Это океан Тетис: огромный, мелкий, прогретый солнцем, он уютно устроился между двух колоссальных суперконтинентов. Это край, где не только хищники, но и их добыча способны запросто прикончить кашалота. И все это — постель одного человека. Человека — назовем его Конрой, почему Конрой? нипочему, его действительно так зовут, — которого еженощно терзает изнурительная бессонница: эпическая, переполненная негативной энергией, перенаселенная, бессонница-океан. Отчего он мается? Ох, даже ума не приложу, с чего начать. Ударь пятками по воде и смотри: сейчас еще кто-нибудь вынырнет из бездны. Он плохой сын, дерьмовый брат, никудышный отец, никакой кормилец, наказание, а не муж. Сгубил трех питомцев: двух собак и одного попугая. Еще две собаки и несколько черепах скончались без его помощи.

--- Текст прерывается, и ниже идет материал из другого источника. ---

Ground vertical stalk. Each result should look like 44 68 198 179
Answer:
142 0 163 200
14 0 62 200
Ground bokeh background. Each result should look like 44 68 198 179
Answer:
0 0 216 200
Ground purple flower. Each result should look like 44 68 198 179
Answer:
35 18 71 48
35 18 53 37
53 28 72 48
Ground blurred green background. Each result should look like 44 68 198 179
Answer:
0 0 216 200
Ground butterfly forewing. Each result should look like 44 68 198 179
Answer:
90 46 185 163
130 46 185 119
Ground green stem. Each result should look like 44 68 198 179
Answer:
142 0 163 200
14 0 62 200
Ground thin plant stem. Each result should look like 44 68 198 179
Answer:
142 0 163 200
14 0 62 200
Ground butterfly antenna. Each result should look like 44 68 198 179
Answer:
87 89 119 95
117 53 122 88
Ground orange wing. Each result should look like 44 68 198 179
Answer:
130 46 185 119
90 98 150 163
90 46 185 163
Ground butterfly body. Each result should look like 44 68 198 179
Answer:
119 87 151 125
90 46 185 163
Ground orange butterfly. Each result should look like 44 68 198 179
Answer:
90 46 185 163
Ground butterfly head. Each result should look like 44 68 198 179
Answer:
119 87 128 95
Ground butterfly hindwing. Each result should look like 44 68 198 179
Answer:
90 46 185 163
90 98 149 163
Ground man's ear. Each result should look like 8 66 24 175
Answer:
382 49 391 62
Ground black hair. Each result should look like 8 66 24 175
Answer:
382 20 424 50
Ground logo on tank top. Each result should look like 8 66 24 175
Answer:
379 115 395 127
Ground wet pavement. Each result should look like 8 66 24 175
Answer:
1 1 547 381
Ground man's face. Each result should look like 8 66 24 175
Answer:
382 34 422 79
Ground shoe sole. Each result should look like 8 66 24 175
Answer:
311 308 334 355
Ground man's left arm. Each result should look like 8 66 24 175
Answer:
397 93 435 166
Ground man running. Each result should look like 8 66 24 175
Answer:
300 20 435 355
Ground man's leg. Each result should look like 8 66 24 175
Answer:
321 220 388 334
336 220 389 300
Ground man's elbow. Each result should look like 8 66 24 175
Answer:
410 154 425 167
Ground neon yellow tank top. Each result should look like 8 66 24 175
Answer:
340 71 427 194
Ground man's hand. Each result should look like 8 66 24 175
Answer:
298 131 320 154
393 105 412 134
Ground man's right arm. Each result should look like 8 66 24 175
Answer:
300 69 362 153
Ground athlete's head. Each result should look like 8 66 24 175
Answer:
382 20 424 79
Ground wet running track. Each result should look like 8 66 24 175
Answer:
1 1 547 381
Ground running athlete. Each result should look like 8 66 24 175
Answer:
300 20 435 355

Его дочь не разговаривает, ходит по дому в лыжной шапке, пишет рассказы, в которых ее родным вспарывают животы под смех повествователя. Она — штамм-изолят, ее наблюдают, не приближаясь, поясняют: «Не стоит делать из мухи слона». Его брат живет один во Флориде, та же тоска в предыдущей версии, хочешь соприкоснуться — просто набери номер. Общаются они раз в год по обещанию, и всякий раз, когда Конрой намекает, что пора бы повесить трубку, брат восклицает: «Славно, славно поговорили». Его отец не слушается врачей — в смысле, не выполняет рекомендаций по приему лекарств, этих его дилантинов и прозаков, и всей аптеки от «А» до «Я», — и потому медленно угасает, но они все равно повторяют ритуальные беседы дословно, будто время стоит на месте, а не утекает, закручиваясь водоворотом, в унитаз. На работе он должен заверять всех, что досконально разбирается в своей области и непременно придет на выручку, хотя на деле он трус и эгоист: сотрудник команды, раскручивающей революционный новый препарат, один из неофитов в профессии, ручающихся за правоту светила — научного руководителя проекта; наш герой не то чтобы высосал данные из пальца, но отобрал самые благостные. А если, не ровен час, лекарство кого-нибудь уморит? Он надеется, что не уморит все-таки. Ведь у него лично самые добрые намерения.
Намерения-то у него всегда добрые. Об этом он напоминает сам себе в постели, шлепая по водам Тетиса.
Хорошо еще, что он в постели не один. Рядом жена — самый дорогой человек на свете. Немаловажные детали: жена часто отсутствует — уезжает в командировки (она рекрутер Центра американского прогресса), и беспокоится за него, и в последнее время выражает свою тревогу вслух, советуя полушутливо-полусочувственно завести интрижку. А ему кажется, что она подразумевает: «Перехвати где-нибудь немножко нежности. Потому что здесь тебе нежность не светит».
Взял бы да спросил, не это ли она хочет сказать. Но он из тех, кто склонен жалеть себя: городить высокие башни жалости и глядеть, как они гнутся под ветром. Поэтому он только молча изводит себя догадками.
В постели он сыплет намеками. Его жена — тонкий психолог, у нее редкостный нюх, да и мужа она знает, как свои пять пальцев, как комнату своего детства, но на намеки у нее не хватает терпения, и ее просьба «Разъясни» звучит, как приказ. Он обижается, зажимается, точно цветок, расцветающий только по ночам.
Подумай, сколько добра ты сделал людям, уговаривает он себя. Подумай о том добре, которое продолжаешь делать. И легкий бриз колышет гладь океана.